0

I'm an analyst preparing Tableau reports with analysis for other teams. I would like to get some workload of my shoulders by creating a data source so optimized, that the users will be able to use it to get the data they need and do the analysis by themselves.

Current situation:

We use Amazon Redshift. We have tables with raw data coming directly from the systems. Also we have some transformed tables for easier work. All in all, it's tens and tens of tables. We are using Tableau desktop and Tableau server.

Desired situation:

I would like to retain access to the raw data so I can backtrack any potential issues back to the original source. From the raw data, I would like to create transformed tables that will allow users to make queries on them (two-layer system). The tables should contain all the data a user might need, yet be simple enough for a beginner-level SQL user.

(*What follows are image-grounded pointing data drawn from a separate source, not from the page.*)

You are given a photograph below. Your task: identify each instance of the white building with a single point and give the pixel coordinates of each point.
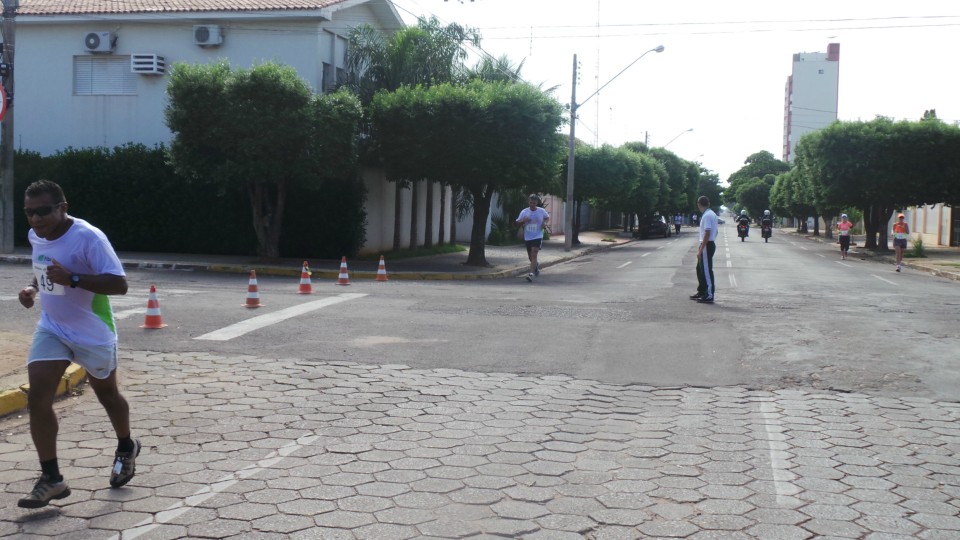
(92, 73)
(811, 95)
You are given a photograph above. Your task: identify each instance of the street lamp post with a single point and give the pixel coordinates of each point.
(677, 137)
(568, 207)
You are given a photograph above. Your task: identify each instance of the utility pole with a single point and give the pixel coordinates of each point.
(571, 157)
(6, 131)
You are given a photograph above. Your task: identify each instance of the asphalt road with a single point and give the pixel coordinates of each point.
(789, 314)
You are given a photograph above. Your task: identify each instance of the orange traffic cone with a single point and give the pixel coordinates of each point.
(153, 318)
(344, 279)
(253, 296)
(305, 286)
(381, 271)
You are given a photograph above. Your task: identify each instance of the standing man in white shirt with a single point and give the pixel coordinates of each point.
(706, 286)
(533, 220)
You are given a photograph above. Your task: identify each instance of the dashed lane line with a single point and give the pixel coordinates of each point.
(178, 509)
(256, 323)
(883, 280)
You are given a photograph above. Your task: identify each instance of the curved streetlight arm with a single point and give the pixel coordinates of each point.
(658, 48)
(569, 206)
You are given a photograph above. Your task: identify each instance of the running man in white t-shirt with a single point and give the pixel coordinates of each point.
(74, 270)
(533, 220)
(706, 285)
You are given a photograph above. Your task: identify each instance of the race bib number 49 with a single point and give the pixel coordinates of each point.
(46, 286)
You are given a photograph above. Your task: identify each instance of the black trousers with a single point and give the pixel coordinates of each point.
(705, 282)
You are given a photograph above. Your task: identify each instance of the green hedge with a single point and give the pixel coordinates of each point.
(134, 196)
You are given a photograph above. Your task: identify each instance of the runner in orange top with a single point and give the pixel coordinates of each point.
(900, 233)
(844, 226)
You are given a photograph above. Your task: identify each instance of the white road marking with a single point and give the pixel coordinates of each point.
(884, 280)
(776, 446)
(189, 503)
(256, 323)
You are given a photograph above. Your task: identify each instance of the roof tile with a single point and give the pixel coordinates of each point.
(102, 7)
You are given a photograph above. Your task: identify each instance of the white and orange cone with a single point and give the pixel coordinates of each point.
(153, 318)
(381, 271)
(344, 278)
(306, 287)
(253, 295)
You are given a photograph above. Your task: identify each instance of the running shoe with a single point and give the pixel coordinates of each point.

I see two ways of approaching this:

  1. Small number of very large tables with all the data. If there are just a couple of tables that contain maximum amount of data, the user can just query one table and ask for columns he need. Or, if necessary, join one or two more tables to it.
  2. Many small and very specialized tables. User will have to do multiple joins to get the data he needs, but all the tables will be very simple so it will not be difficult.

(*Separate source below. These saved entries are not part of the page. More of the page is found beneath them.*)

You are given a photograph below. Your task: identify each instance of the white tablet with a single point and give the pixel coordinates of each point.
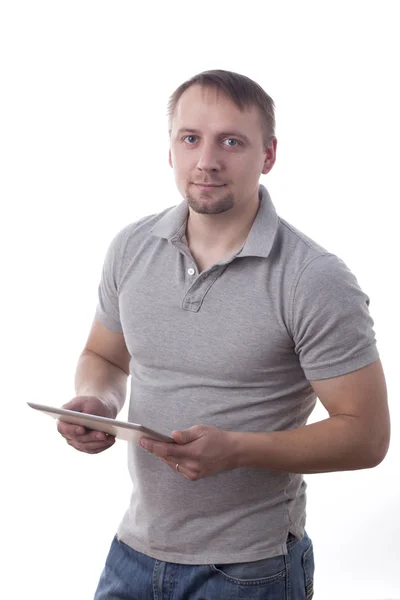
(131, 432)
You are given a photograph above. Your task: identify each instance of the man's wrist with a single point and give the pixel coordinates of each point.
(249, 449)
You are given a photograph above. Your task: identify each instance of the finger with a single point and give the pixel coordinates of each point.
(69, 430)
(92, 436)
(91, 447)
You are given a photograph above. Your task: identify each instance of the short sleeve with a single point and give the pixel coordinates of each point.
(331, 325)
(107, 311)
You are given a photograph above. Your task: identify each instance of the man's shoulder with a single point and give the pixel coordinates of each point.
(139, 229)
(299, 240)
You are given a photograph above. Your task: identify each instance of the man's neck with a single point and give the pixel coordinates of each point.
(224, 233)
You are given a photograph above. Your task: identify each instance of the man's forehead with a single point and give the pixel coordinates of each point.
(200, 104)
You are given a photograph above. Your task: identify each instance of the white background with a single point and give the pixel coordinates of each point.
(84, 88)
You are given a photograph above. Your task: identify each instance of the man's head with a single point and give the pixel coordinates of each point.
(222, 132)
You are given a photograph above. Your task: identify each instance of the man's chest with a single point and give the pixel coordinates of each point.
(216, 324)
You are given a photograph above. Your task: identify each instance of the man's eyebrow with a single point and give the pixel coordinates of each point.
(231, 133)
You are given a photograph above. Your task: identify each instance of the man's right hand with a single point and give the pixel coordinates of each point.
(81, 438)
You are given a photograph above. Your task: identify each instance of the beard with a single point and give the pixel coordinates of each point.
(204, 203)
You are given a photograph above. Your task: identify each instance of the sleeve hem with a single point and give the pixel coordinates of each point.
(369, 356)
(108, 322)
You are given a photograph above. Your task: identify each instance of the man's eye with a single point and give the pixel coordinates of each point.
(190, 138)
(235, 142)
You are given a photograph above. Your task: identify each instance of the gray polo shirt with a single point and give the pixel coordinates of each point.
(235, 347)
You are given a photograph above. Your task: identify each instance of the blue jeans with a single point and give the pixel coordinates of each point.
(131, 575)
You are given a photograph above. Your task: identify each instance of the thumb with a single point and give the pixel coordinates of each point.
(186, 435)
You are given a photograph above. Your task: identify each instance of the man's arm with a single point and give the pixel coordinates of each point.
(355, 436)
(100, 382)
(103, 367)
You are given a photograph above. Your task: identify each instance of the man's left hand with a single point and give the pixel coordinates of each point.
(199, 452)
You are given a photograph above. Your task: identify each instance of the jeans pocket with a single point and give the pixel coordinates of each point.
(308, 568)
(260, 572)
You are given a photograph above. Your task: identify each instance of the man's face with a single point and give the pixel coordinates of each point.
(215, 144)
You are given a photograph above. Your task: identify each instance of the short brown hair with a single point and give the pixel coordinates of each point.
(243, 91)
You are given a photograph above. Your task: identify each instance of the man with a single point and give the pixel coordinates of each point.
(230, 322)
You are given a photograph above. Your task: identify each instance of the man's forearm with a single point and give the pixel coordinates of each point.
(339, 443)
(96, 376)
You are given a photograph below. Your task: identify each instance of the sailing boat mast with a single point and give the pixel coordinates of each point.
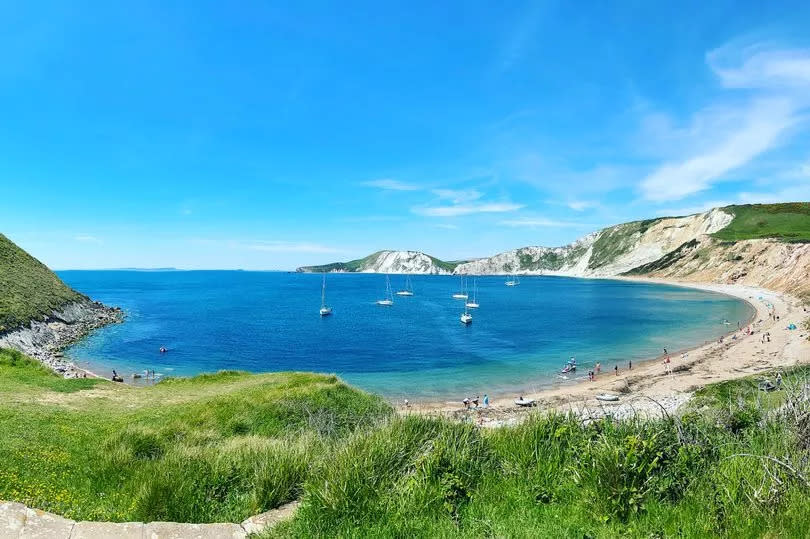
(325, 311)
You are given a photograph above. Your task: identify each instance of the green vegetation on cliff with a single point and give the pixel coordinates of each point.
(786, 222)
(29, 289)
(212, 448)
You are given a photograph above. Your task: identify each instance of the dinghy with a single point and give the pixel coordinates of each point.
(607, 397)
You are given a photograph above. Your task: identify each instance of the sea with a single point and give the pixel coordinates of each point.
(519, 340)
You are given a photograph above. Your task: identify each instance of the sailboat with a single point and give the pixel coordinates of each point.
(474, 303)
(325, 311)
(389, 295)
(408, 290)
(461, 294)
(466, 317)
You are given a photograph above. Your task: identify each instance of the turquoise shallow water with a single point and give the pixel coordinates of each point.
(268, 321)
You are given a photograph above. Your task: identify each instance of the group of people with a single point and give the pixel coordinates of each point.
(598, 368)
(474, 402)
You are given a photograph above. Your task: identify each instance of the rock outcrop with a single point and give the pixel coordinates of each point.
(45, 338)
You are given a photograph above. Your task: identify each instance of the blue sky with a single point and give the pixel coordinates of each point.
(266, 135)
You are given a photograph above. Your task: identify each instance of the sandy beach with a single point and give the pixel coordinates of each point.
(647, 389)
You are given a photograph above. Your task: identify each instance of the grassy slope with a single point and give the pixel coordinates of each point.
(29, 289)
(555, 477)
(211, 448)
(787, 222)
(220, 447)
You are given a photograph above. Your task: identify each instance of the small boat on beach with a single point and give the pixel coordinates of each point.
(325, 311)
(461, 294)
(389, 295)
(408, 290)
(607, 397)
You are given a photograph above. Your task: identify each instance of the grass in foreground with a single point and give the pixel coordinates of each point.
(787, 222)
(221, 447)
(555, 476)
(207, 449)
(28, 287)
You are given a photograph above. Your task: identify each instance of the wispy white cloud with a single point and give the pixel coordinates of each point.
(466, 209)
(286, 247)
(732, 132)
(539, 222)
(758, 66)
(389, 184)
(581, 205)
(458, 196)
(87, 238)
(759, 131)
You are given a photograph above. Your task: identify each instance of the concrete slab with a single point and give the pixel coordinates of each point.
(260, 522)
(105, 530)
(41, 524)
(12, 519)
(173, 530)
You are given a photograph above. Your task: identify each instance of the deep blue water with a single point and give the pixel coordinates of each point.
(268, 321)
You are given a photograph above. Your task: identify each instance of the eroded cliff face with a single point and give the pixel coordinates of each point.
(404, 262)
(766, 263)
(608, 252)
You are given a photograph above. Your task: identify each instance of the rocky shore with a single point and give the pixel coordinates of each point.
(45, 339)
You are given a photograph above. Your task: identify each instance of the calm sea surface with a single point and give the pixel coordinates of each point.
(519, 339)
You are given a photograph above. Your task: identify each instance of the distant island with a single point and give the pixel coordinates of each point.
(753, 244)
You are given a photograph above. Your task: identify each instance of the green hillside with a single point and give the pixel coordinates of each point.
(28, 288)
(214, 448)
(787, 222)
(221, 447)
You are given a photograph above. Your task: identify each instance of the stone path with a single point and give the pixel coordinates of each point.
(20, 522)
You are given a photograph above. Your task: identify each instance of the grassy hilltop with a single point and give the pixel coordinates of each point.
(221, 447)
(28, 289)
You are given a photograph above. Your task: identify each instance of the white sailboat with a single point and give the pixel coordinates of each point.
(408, 290)
(461, 294)
(325, 311)
(389, 295)
(474, 303)
(466, 317)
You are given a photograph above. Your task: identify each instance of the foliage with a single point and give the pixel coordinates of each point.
(787, 222)
(30, 289)
(216, 447)
(220, 447)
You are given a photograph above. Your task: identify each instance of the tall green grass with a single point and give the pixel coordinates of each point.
(559, 476)
(220, 447)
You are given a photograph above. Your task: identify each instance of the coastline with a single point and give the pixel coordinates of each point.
(647, 389)
(45, 339)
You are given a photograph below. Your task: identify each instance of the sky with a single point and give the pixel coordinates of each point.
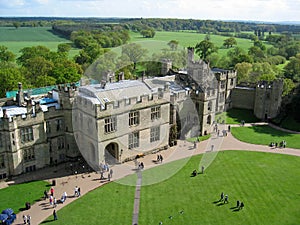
(253, 10)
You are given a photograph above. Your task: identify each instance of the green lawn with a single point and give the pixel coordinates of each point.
(235, 116)
(16, 39)
(291, 124)
(264, 135)
(187, 39)
(268, 184)
(15, 196)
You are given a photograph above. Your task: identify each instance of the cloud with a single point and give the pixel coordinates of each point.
(268, 10)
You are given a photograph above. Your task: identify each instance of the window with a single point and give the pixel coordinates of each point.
(209, 119)
(2, 176)
(133, 140)
(155, 113)
(110, 124)
(26, 134)
(2, 164)
(28, 154)
(60, 143)
(154, 134)
(134, 118)
(48, 127)
(1, 141)
(209, 105)
(59, 124)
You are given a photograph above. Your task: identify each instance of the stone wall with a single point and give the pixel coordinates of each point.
(243, 98)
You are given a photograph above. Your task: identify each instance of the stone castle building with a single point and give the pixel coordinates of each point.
(115, 121)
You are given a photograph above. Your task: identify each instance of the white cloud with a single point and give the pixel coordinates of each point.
(268, 10)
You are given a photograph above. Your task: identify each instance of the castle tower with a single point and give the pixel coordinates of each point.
(166, 65)
(268, 99)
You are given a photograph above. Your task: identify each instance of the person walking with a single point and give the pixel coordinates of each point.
(226, 199)
(54, 215)
(25, 219)
(28, 219)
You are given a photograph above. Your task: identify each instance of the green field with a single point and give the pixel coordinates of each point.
(264, 135)
(189, 39)
(16, 39)
(268, 184)
(15, 196)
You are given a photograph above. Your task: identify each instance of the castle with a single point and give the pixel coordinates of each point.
(115, 121)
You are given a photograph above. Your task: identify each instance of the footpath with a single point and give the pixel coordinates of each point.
(87, 182)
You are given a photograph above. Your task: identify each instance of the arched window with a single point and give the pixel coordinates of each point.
(209, 119)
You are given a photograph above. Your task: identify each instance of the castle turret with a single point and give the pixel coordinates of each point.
(20, 95)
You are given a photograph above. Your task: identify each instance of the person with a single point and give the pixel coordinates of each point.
(28, 219)
(25, 219)
(79, 194)
(222, 196)
(194, 173)
(161, 158)
(52, 191)
(76, 191)
(54, 202)
(101, 175)
(45, 194)
(54, 215)
(241, 205)
(226, 199)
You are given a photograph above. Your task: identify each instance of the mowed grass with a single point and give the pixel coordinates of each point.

Also, access permissions to the data need to be considered.

What do you think is a good approach to solving my issue? Is it any of the two above mentioned solutions? Do you have any other solution? What would you recommend?

Jan Horčička
  • 671
  • 1
  • 11
  • 26
  • for this I would set up a simple data warehouse backed by a data lake to hold the raw data. i would use airflow to orchestrate the jobs to make this happen. I would consider redshift spectrum and hold the raw data on s3. – Jon Scott Mar 29 '18 at 15:01

1 Answers1

0

We had this problem and we sorted out with AWS Athena. You pay only when the data is scanned and used. Otherwise, you will not pay and no data will be touched.

With AWS Athena you can create any set of tables with different attributes from and easy to maintain the Role permissions.

Last part to cover, Tableau has a direct interface to Athena, so no need for any intermediate storage.

Also any time you don't want the table, just delete and remove from Roles. Rest of them will be automatically taken care.

On an Additional Note, we tried Redshift Spectrum on JSON data, it does not work with nested JSON yet. So all your attributes should be only one level deep.

Hope it helps.

EDIT1:

Redshift is a columnar database, there is no difference between small tables and big tables. If you can avoid joins with smaller tables. Even if the table is bigger, your query speed depends upon the fields involved in the query. If a field is not required in the query it is never touched when you are querying the data.

I prefer to have all related data in a bigger table so need to duplicate any relations or joins to the tables.

Also you need to ensure there is not much duplication of data when you store in a bigger table.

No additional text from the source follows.